Multi-modal large language models (MLLMs) have achieved remarkable performance on objective multimodal perception tasks, but their ability to interpret subjective, emotionally nuanced multimodal content remains largely unexplored. Thus, it impedes their ability to effectively understand and react to the intricate emotions expressed by humans through multimodal media. To bridge this gap, we introduce EmoBench, the first comprehensive benchmark designed specifically to evaluate the emotional capabilities of MLLMs across five popular emotional tasks, using a diverse dataset of 287k images and videos paired with corresponding textual instructions. Meanwhile, we propose EmoLLM, a novel model for multimodal emotional understanding, incorporating with two core techniques. 1) Multi-perspective Visual Projection, it captures diverse emotional cues from visual data from multiple perspectives. 2) EmoPrompt, it guides MLLMs to reason about emotions in the correct direction. Experimental results demonstrate that EmoLLM significantly elevates multimodal emotional understanding performance, with an average improvement of 12.1% across multiple foundation models on EmoBench. Our work contributes to the advancement of MLLMs by facilitating a deeper and more nuanced comprehension of intricate human emotions, paving the way for the development of artificial emotional intelligence capabilities with wide-ranging applications in areas such as human-computer interaction, mental health support, and empathetic AI systems. Code, data, and model will be released.
Paper Structure (17 sections, 8 equations, 5 figures, 3 tables)

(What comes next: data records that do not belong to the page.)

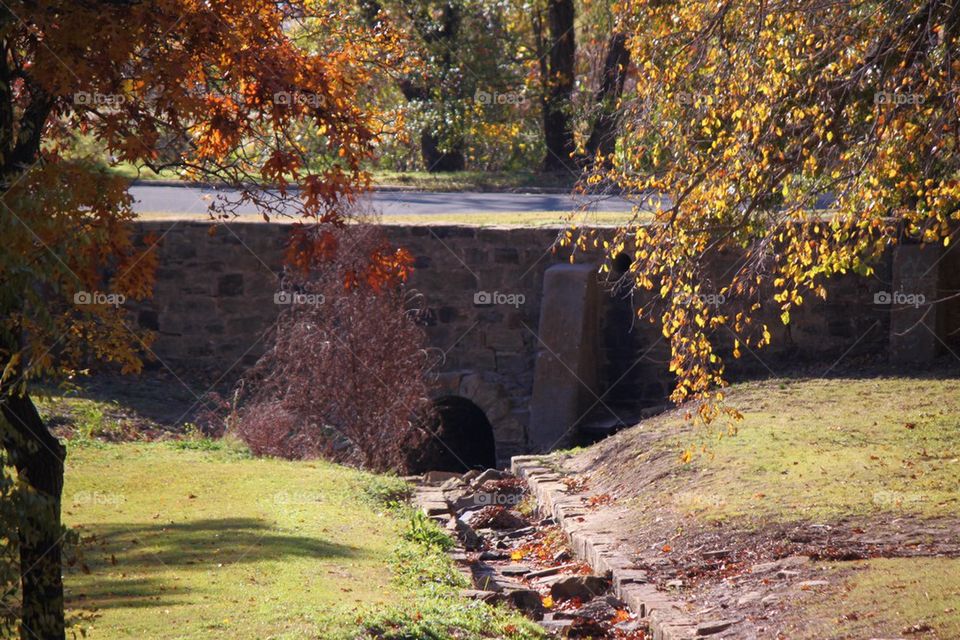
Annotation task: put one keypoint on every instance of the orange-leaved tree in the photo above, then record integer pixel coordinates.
(219, 89)
(804, 136)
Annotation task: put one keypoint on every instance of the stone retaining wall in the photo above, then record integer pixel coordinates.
(214, 299)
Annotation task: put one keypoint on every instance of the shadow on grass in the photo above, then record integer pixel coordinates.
(148, 565)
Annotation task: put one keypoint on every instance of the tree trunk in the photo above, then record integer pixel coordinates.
(38, 457)
(603, 138)
(438, 161)
(557, 128)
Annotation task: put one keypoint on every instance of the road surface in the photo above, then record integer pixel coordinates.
(195, 200)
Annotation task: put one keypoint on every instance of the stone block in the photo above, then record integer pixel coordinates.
(565, 369)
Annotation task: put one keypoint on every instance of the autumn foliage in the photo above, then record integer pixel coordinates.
(749, 118)
(226, 91)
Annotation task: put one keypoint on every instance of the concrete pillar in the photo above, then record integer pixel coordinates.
(565, 368)
(913, 322)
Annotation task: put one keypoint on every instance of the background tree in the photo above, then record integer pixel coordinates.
(216, 89)
(750, 113)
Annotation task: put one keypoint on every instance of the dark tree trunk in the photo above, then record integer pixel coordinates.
(603, 137)
(38, 457)
(437, 161)
(557, 128)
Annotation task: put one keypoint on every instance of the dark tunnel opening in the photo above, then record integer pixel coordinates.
(463, 438)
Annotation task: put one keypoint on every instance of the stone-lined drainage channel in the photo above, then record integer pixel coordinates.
(523, 542)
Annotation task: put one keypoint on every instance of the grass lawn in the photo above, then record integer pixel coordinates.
(523, 219)
(195, 539)
(866, 458)
(815, 448)
(474, 180)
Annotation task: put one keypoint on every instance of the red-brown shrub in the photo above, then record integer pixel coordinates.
(345, 378)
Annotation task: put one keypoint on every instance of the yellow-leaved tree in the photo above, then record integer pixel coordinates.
(805, 136)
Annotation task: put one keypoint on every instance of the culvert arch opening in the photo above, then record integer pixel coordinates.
(463, 438)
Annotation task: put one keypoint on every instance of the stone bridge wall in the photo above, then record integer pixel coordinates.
(214, 299)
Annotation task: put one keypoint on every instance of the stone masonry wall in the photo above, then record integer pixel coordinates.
(481, 288)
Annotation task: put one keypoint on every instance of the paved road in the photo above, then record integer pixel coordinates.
(194, 200)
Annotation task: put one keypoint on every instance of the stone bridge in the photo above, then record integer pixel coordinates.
(537, 353)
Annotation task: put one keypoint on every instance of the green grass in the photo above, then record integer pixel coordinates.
(473, 180)
(843, 450)
(885, 597)
(828, 448)
(192, 542)
(419, 180)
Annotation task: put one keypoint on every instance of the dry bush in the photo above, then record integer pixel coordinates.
(345, 378)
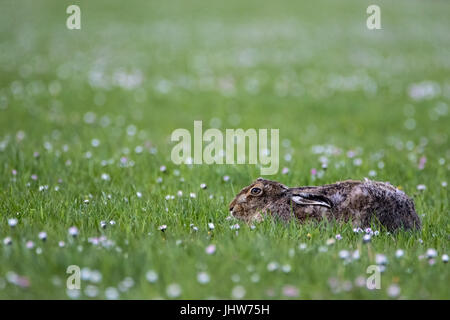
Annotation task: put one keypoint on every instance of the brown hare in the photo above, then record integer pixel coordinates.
(359, 202)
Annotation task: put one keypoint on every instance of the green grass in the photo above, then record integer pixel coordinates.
(312, 70)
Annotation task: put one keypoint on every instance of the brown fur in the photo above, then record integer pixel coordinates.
(360, 202)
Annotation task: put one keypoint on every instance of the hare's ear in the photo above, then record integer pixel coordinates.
(309, 199)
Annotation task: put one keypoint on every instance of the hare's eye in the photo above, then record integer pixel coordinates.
(255, 191)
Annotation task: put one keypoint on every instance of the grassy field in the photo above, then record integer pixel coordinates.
(85, 123)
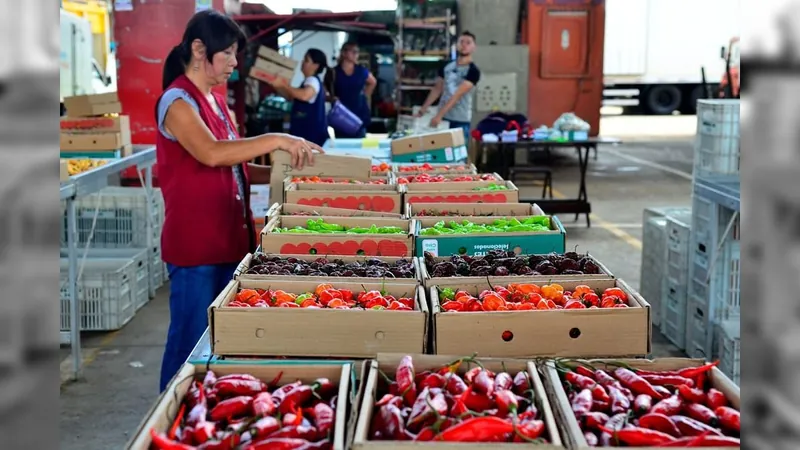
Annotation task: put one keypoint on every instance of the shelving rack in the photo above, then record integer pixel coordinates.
(431, 24)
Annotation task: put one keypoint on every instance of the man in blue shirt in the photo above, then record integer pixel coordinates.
(455, 85)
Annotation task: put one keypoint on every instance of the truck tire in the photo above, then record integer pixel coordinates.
(663, 99)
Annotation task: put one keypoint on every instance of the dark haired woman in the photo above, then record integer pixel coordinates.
(353, 85)
(308, 107)
(205, 178)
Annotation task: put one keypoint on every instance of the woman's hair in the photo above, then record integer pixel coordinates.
(215, 30)
(318, 57)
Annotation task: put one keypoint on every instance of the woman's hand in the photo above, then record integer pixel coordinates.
(302, 151)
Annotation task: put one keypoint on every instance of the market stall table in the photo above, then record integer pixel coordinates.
(88, 183)
(579, 205)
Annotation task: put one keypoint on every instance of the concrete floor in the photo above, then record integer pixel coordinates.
(122, 368)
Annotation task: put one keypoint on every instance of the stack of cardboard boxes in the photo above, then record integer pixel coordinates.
(270, 65)
(94, 128)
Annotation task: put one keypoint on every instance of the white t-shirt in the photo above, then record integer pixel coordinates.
(314, 83)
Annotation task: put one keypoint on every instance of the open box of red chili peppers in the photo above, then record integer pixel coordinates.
(669, 402)
(254, 407)
(412, 401)
(318, 319)
(587, 318)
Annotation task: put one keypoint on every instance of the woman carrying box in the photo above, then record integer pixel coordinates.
(308, 101)
(205, 178)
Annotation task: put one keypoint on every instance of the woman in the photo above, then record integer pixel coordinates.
(352, 84)
(205, 177)
(308, 107)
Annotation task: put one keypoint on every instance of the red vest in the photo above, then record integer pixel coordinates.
(204, 222)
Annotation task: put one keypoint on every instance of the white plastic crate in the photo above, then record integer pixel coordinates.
(121, 218)
(106, 290)
(653, 269)
(673, 313)
(728, 339)
(716, 149)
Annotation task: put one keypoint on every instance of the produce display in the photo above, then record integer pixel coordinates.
(529, 297)
(440, 405)
(241, 411)
(319, 226)
(501, 263)
(510, 225)
(263, 264)
(639, 408)
(316, 179)
(427, 178)
(324, 296)
(492, 187)
(77, 166)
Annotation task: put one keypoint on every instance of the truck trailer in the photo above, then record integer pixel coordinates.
(656, 50)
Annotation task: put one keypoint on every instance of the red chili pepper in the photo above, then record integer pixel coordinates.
(636, 383)
(691, 427)
(296, 398)
(728, 418)
(521, 383)
(704, 441)
(639, 437)
(582, 403)
(161, 442)
(232, 407)
(668, 407)
(691, 395)
(715, 399)
(203, 432)
(476, 429)
(503, 381)
(594, 420)
(324, 417)
(619, 402)
(659, 422)
(484, 383)
(579, 381)
(236, 387)
(642, 404)
(506, 402)
(668, 380)
(702, 413)
(279, 444)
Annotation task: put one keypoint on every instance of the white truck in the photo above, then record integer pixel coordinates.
(655, 50)
(80, 73)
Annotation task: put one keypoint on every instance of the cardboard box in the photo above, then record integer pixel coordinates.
(293, 209)
(388, 364)
(163, 413)
(565, 418)
(93, 105)
(440, 147)
(241, 272)
(428, 280)
(378, 198)
(589, 333)
(521, 243)
(469, 210)
(317, 332)
(399, 245)
(461, 192)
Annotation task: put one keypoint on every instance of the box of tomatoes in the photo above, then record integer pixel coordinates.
(318, 319)
(386, 198)
(345, 236)
(587, 318)
(454, 403)
(252, 406)
(639, 403)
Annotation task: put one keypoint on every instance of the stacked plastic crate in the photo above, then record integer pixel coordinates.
(114, 275)
(714, 273)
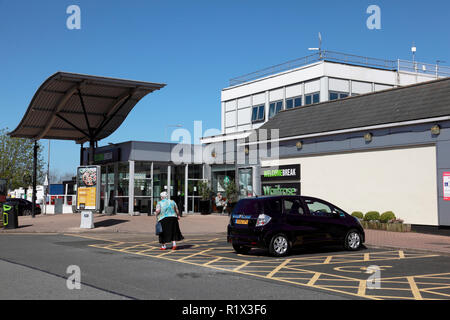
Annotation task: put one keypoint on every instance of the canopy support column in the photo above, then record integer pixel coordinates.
(33, 208)
(91, 152)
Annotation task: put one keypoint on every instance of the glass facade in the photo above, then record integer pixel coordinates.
(147, 182)
(245, 182)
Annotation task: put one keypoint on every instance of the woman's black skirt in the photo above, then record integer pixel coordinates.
(171, 230)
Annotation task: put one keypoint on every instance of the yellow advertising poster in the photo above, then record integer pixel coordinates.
(87, 196)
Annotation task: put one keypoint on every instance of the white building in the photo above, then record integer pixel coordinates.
(253, 99)
(384, 150)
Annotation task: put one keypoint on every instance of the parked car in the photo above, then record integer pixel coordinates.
(24, 206)
(279, 223)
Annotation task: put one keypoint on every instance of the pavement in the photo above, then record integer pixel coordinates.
(204, 225)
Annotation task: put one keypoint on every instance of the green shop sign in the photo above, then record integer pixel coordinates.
(281, 189)
(284, 173)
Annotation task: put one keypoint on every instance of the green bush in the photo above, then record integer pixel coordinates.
(358, 214)
(372, 215)
(387, 216)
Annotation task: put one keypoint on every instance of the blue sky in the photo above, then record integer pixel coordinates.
(194, 47)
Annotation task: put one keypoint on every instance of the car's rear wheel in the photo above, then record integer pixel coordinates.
(279, 245)
(240, 248)
(352, 240)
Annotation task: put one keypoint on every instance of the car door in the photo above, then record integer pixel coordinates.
(327, 220)
(297, 222)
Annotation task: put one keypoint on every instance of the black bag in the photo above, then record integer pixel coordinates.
(158, 228)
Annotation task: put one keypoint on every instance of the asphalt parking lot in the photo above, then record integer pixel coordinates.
(368, 274)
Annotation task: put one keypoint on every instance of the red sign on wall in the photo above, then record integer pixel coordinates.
(446, 185)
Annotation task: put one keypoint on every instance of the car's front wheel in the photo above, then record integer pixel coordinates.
(352, 240)
(241, 249)
(279, 245)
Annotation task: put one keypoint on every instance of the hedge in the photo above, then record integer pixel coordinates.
(387, 216)
(372, 215)
(358, 214)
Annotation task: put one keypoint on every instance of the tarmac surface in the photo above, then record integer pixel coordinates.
(196, 224)
(120, 259)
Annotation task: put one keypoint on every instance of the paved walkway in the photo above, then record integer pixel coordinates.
(206, 224)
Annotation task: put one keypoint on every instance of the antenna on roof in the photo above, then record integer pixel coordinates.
(413, 50)
(319, 48)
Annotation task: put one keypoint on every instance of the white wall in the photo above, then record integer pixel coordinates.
(387, 180)
(317, 77)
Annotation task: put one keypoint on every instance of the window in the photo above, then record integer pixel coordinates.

This paper contains 17 sections, 8 equations, 5 figures, 3 tables.

Figures (5)

  • Figure 1: Qualitative (a) and quantitative (b) comparison of EmoLLM with GPT4-Vision and other SOTA MLLMs. EmoLLM outperforms other models, particularly in recognizing nuanced emotions such as anger and sadness. (c) Overview of the diverse tasks in EmoBench, including emotional universal tasks, emotional application tasks (hate, sarcasm, and humor detection).
  • Figure 2: Overview of the EmoBench benchmark and its applications. (a) EmoBench is built upon a diverse content database. (c) The process of creating EmoBench involves expert template definition, diverse template set generation, and instruction generation. (d) The proposed EmoLLM is designed to leverage the EmoBench for improving the multi-modal emotional understanding capabilities.
  • Figure 3: Overview of the EmoLLM framework. (a) EmoLLM takes a user query and multimodal data as input, which are processed by a LLM and modality-specific encoders, respectively. (b) The Multi-perspective Visual Projection consists of various stages, each extracting features from visual tokens and building a graph connecting cluster centers. The combined representations form a comprehensive understanding of the emotional aspects.
  • Figure 4: Illustration of EmoPrompt. We utilize visual data and label pairs in EmoBench, and prompt GPT-4V gpt4 to generate logical chains.
  • Figure 5: Hyperparameter ablation in Multi-perspective Visual Projection and EmoPrompts. EmoLLM has the best performance when $\tau$ is 0.1. For EmoPrompts, diversified prompts can enhance the emotional reasoning ability of LLM.